Women’s choir warms up for French concerts
Ensemble Laude, the popular local women’s choir founded in 1998, does not usually perform in July. This weekend, however, it will give its first summer concerts as a prelude to its trip to the south of France.
(Saturday, 7:30 p.m., Church of St. Mary the Virgin, $20/$18/$15; Sunday, 2:30 p.m., Providence Farm Chapel, Duncan, $15/$12/$10; under 13 free; ensemblelaude.org.)
On July 31 and Aug. 2, Laude will perform in cathedrals in Nice and Aix-en-Provence.
Then, on Aug. 4, 7, and 9, it will perform at Choralies, a festival in Vaison-la-Romaine, a small, historic town in the Vaucluse, 100 kilometres north of Marseille.
The festival, launched in 1953, brings together thousands of singers, instrumentalists and conductors from around the world for concerts, workshops and other events. Laude, attending by invitation, will be the only Canadian choir at this year's festival.
This weekend, Laude will give local audiences a preview of the hour-long program it will sing, in three different venues, at Choralies.
Titled Flight, it plays to Laude’s strengths, shows off its range, showcases Canada and Victoria, and tips a hat to France. It mostly comprises music composed or arranged by Canadians — a couple of traditional Québécois numbers (O Yo Yo, Reel à bouche) plus a handful of works by contemporary composers of various stripes, including one local, Georgina Craig. There is a repertoire reflecting Laude’s multicultural bent (American, Irish, Spanish, Finnish, Zulu), and music by medieval and modern French composers.
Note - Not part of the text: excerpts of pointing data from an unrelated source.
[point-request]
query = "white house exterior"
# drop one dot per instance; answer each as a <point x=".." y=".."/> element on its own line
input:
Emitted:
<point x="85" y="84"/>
The entire program will be performed from memory and some numbers are being choreographed by Kathy Lang.
(The program will be tweaked for the earlier cathedral performances, which will be devoted to sacred music.)
Ensemble Laude has never visited France before, though its artistic director, soprano Elizabeth MacIsaac, was based there for several years in the 1990s.
Powell River, on the Sunshine Coast, plays host every two years to its own festival, the International Choral Kathaumixw. (Pronounced “khaw-tye-mew,” the Coast Salish word means “a gathering together of different peoples.”)
Founded in 1984, the five-day festival comprises concerts, competitions, seminars, and other events involving more than 1,200 singers, and has become internationally known.
This year's festival closes on Saturday, and next Wednesday, two of the participating choirs will cross the strait to perform downtown at First Metropolitan United Church (8 pm., $20/$15, family of four or more $30; firstmetvictoria.com).
They are the New Zealand Secondary Students’ Choir and the Atlanta Young Singers, both acclaimed, prize-winning ensembles that tour and compete internationally.
The New Zealand choir won Kathaumixw’s first People’s Choice Award in 2010 and was chosen as the 2016 guest choir, while the Atlanta choir won a gold medal and diploma at the 2014 World Choir Games in Riga, Latvia.
Christ Church Cathedral’s Summer Recital Series, now more than 50 years old, begins on Saturday in the cathedral’s nave (4 p.m., admission by donation) and will continue every subsequent Saturday through the end of August.
As usual, the series comprises short programs (about an hour) ranging widely in terms of repertoire and performance media and featuring both young and established performers, mostly locals, among them members of some of our best ensembles.
The lineup includes the young pianist Barry Tan (this Saturday), playing Mozart, Chopin, Ravel, and Medtner; the Emily Carr String Quartet (July 16), performing works including a late Haydn quartet; the West Coast Chamber Players (July 23), a mixed quintet whose program includes Bach’s Musical Offering and Mozart’s Horn Trio; KlaVIERhands, a fourhand piano duet comprising Jane EdlerDavis and Wendy Stofer (July 30), playing Grieg and Dvorák among other things; soprano Eve Daniell (Aug. 6), singing both classical and popular numbers; and the violin duet of Eva Svensson and Thomas Williams (Aug. 20).
On Aug. 13, in a return appearance, the Victoria Symphony’s superb longtime principal clarinetist, Keith MacLeod, will collaborate with his daughter, soprano Heather MacLeod, and pianist Charlotte Hale.
The series will conclude on Aug. 27, with another return, by popular demand: Victoria Symphony trumpeter David Michaux will be joined by several brass and string colleagues and pianist Robert Holliston in an eclectic program including a sextet and a septet.